If you missed Koo Jeong-A’s Mountain Fundamental on the first floor of BCAM, you’re not alone. And, if you did happen to find it, you might wonder why it’s there. Mountain Fundamental is comprised of a tiny landscape of stones that the artist sanded into a fine powder and placed atop a very long-legged table that comes to about nose-height. The spindly table and the diminutive mounds are practically invisible in a huge space that’s swallowed up by Richard Serra’s Band.
Since Mountain Fundamental is part of Your Bright Future, an exhibition installed one floor up, I presumed the placement was curator Lynn Zelevansky’s decision. I was wrong. It was the artist who determined the location for the artwork, and for all of her works in the show. Rather than having her own gallery space, she often chooses unexpected locations for her works; sometimes this means moving into space where other art is already installed, or in the case of Bridge, another work in the exhibition, taking over a storage room not normally accessible to the public.
The atypical placement evokes a sense of mystery, poetry, and, for Bridge, which features dimly lit razorblades, even a sense of danger. Koo uses an artist’s technique that’s a few decades old—disguising installations as a means of drawing viewers into the creative process. The idea is that, once visitors “see” the work—recognize it as art—it becomes complete.
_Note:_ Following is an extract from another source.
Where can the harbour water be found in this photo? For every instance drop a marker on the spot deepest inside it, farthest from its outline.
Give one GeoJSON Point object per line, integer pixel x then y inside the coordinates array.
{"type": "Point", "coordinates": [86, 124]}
Suddenly, seeing Mountain Fundamental aside Band makes a lot more sense to me.
What if I sneezed? Then I really would have “engaged” in the creative process. I hate art speak, covers up a multitude of sins, Well, one really, Vacuity. I am probably a foot taller than her so shouldnt be a problem, but razor blades and fine mounds of powder? Sounds like there are others issues at play here. Besides myopic preciosity.Getting a real job usually cures that.